Niggers are different from whites and always will be, and that is why white people don't want them around. But the only thing we can do, it seems to me, is make the best of it and live peaceably with them. The North can never do what the South does—down there it is pure autocracy. I might say like Russia. That might have worked here in the North from the start, but can't be started now, and we wouldn't want such autocracy anyway. They are citizens, and it is up to us to teach them to be good ones. How it can be done I don't know—it will have to come slow, and no one can give a solution offhand. Everybody says, "We don't want the niggers with us." Well, here they are, and we can't do anything. Must let them live where they want to and go to school where they want to, and we don't want to force their right away.
It is not uncommon to find in some circles and with many individuals a resolute indisposition to discuss any phase of the Negro problem. Convictions regarding the race are so firmly set and hostile that no argument or appeal to fair-mindedness can alter their position.

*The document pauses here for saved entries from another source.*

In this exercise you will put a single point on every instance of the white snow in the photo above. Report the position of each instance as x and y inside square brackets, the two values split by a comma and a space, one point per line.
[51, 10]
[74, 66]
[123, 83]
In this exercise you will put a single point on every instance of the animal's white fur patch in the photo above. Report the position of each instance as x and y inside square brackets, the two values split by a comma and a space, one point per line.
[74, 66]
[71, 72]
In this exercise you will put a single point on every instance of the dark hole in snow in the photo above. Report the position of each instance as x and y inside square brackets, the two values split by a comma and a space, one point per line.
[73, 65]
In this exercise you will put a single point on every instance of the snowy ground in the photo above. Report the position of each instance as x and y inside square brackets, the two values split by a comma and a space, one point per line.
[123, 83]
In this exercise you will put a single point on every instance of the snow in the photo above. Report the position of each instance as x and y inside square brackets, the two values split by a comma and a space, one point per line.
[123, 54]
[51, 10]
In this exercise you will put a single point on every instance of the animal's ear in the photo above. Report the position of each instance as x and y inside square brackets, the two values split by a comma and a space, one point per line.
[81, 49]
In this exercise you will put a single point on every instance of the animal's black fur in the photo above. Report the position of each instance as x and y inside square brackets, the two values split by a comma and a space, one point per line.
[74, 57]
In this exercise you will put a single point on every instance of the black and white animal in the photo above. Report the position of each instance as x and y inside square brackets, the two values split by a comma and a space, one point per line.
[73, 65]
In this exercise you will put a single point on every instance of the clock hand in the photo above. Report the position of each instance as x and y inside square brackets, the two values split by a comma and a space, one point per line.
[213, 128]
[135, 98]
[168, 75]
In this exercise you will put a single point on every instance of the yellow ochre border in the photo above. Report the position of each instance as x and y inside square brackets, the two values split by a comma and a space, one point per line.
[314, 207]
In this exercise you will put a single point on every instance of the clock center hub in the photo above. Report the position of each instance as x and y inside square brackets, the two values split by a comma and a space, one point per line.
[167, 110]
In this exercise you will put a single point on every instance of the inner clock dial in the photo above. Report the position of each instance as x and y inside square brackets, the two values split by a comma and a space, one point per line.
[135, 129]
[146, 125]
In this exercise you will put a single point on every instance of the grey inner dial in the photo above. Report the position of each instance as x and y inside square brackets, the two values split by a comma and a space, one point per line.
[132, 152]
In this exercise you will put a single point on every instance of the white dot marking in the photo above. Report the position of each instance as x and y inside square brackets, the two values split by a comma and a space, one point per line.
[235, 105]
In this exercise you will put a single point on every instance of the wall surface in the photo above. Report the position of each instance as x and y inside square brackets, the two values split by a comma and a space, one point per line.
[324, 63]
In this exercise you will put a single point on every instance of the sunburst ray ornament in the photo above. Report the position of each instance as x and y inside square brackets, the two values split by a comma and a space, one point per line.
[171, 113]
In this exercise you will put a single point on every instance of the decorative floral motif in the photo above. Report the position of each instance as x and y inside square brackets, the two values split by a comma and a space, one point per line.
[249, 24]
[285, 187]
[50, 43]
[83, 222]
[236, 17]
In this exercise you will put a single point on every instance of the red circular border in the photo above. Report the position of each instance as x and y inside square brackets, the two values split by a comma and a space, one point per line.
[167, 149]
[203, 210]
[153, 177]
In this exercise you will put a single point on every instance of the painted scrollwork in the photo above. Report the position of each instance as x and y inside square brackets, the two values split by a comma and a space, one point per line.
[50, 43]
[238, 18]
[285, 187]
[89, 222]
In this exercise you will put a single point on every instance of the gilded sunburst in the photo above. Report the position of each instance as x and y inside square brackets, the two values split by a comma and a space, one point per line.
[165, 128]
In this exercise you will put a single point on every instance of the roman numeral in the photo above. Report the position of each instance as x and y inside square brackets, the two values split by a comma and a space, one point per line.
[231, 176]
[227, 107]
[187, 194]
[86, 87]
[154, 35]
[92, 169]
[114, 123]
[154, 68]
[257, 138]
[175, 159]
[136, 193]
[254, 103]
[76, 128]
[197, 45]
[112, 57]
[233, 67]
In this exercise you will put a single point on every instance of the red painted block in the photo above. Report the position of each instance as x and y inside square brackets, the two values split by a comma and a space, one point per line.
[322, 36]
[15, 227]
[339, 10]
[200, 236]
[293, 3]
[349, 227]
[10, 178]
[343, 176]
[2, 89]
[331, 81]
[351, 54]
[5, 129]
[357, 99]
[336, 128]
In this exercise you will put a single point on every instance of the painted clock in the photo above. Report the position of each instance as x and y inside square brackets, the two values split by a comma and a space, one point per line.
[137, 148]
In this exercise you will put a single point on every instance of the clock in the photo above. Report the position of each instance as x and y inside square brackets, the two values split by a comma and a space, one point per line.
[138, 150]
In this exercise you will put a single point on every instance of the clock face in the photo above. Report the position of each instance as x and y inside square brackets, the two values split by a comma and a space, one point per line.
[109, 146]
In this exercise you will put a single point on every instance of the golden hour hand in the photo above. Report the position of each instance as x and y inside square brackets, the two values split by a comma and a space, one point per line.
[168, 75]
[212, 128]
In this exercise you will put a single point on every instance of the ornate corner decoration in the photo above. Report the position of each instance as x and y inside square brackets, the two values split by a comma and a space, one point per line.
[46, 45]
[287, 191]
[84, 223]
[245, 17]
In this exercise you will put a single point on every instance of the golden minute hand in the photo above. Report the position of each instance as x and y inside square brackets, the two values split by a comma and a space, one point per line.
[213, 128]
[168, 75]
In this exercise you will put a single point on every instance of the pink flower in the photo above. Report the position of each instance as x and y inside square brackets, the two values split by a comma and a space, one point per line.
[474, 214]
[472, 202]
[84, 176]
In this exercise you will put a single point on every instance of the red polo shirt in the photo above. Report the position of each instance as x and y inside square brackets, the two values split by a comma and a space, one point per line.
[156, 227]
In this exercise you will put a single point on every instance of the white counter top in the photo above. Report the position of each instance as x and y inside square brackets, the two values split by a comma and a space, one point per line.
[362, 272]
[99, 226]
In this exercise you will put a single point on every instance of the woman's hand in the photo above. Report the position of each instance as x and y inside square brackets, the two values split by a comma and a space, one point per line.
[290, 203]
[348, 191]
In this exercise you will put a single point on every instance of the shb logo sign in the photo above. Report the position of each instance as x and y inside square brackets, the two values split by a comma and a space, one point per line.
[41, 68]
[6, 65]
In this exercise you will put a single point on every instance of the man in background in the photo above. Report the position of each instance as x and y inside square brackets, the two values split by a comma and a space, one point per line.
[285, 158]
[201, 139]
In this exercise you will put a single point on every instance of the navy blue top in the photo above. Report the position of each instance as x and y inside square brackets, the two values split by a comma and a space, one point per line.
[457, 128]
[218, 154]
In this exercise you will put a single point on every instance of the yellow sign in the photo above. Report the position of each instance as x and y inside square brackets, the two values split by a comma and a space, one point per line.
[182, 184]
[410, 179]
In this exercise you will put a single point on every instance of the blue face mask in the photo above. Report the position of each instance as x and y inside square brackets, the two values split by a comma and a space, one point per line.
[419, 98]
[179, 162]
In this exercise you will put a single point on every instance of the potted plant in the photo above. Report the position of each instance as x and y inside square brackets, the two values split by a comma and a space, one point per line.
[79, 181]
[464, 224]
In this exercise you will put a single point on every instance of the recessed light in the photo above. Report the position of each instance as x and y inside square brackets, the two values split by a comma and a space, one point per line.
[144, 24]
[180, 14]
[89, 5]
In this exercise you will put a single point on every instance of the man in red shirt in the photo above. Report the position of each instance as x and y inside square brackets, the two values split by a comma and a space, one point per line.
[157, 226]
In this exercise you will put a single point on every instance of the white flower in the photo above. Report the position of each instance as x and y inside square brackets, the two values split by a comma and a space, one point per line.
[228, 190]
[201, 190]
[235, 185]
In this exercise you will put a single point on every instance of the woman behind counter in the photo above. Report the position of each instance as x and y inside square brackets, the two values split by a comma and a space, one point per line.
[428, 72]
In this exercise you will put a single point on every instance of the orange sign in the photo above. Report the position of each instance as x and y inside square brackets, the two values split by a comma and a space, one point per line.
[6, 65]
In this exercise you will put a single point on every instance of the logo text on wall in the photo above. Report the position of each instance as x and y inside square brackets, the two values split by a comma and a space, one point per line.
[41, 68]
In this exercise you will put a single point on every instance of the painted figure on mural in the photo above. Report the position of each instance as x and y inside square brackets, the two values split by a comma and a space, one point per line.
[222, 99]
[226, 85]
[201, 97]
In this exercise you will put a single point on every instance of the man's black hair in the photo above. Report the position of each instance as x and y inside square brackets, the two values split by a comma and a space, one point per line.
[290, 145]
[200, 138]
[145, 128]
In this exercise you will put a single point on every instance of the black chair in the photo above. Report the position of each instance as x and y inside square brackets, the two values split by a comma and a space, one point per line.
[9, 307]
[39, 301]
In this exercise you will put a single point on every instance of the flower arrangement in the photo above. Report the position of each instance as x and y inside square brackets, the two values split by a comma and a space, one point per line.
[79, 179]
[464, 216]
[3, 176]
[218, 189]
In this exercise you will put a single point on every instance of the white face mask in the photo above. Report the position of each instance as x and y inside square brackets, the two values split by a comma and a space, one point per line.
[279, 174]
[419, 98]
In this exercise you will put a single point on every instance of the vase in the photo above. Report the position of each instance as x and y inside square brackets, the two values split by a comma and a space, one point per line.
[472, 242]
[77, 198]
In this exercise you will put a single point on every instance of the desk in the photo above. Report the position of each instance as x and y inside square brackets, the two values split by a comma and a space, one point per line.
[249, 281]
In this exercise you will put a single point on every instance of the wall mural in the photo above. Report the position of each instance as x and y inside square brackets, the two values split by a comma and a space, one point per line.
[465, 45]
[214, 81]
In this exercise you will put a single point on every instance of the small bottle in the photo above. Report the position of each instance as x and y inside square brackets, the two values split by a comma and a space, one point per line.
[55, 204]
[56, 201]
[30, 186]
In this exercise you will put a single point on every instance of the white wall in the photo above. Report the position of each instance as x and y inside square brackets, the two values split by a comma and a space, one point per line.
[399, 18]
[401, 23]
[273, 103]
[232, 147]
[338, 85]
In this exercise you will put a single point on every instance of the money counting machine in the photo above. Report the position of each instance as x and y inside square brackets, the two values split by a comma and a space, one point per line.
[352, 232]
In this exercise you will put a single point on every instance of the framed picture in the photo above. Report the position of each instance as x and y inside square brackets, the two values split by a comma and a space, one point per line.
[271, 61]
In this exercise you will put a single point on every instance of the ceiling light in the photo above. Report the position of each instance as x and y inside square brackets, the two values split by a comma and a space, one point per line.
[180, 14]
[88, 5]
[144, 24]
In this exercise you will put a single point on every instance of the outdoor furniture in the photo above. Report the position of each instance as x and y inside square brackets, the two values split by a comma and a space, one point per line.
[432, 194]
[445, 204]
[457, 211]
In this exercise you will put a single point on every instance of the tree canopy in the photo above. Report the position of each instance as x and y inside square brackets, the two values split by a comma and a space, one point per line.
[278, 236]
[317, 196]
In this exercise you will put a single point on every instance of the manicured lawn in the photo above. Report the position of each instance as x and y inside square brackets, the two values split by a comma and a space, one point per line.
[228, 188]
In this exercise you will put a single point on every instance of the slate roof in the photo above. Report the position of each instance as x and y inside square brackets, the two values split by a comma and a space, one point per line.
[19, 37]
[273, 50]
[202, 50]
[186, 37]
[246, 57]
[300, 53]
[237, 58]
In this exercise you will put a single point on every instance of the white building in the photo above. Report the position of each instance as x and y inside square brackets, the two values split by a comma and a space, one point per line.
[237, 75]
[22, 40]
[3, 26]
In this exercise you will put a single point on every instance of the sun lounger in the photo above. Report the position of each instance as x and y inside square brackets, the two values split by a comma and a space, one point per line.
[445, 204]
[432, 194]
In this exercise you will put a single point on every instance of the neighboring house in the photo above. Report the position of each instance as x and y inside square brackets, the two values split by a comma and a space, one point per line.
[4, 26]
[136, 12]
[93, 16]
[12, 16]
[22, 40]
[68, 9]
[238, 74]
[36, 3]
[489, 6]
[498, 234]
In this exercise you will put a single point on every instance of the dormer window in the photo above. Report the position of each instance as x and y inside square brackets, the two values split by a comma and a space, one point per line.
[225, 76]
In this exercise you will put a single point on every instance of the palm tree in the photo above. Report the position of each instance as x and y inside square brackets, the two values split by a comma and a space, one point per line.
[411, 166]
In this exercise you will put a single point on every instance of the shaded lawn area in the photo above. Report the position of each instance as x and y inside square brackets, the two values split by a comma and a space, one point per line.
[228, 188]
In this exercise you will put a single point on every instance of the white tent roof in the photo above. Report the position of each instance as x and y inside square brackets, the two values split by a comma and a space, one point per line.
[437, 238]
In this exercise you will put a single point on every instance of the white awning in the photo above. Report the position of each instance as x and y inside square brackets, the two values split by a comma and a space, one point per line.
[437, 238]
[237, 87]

"Eye Witness," a special writer for the Chicago Tribune, encountered this state of mind in interviewing whites and Negroes for a series of articles on the Negro question which appeared in the Tribune in May, 1919. He characterized it as insensate and dangerous. His own statement, published May 4, 1919, said:
Among men like publicists and administrators of large affairs, who, when they discuss the problems and troubles of their race, are wont to speak in a rational, or at least mannerly way, there was often an unfeeling kind of don't-give-a-damn cry when they talked on this subject that made one wonder how they had managed so well in maintaining a human and successful relationship with their white associates in business and with their employees.
I heard more, far more, insensate language from the lips of white men than of black men throughout the series of interviews. The horrible part of that, to me, was that when a white employer more or less accountable for the well-being of colored workmen, or a publicist entrusted with a pen that forms and directs opinions, had railed about "these damn niggers" they appeared to think they had said something rather gallant and decisive, for they would smile fatuously and expect acquiescence.
And more terrible than the language was the insensate state of mind such language betrayed. The only way one could avoid the suspicion that one was listening to a potential lunatic or a desperately stupid person without a human or a community sense, was to allow much for the vehemence of the American tongue and to concede that these men don't mean one-tenth of what they say. If they did they would be fomenters of race wars.
2. SENTIMENTAL RELATIONSHIPS
Sentiment for the "old family servants."—A white physician born in the South said:
My father owned slaves. He looked out for them; told them what to do. He loved them and they loved him. I was brought up during and after the war. I had a "black mammy" and she was devoted to me and I to her; and I played with Negro children. In a way I'm fond of the Negro; I understand him and he understands me; but the bond between us is not as close as it was between my father and his slaves. On the other hand, my children have grown up without black playmates and without a "black mammy." The attitude of my children is less sympathetic toward the Negroes than my own. They don't know each other.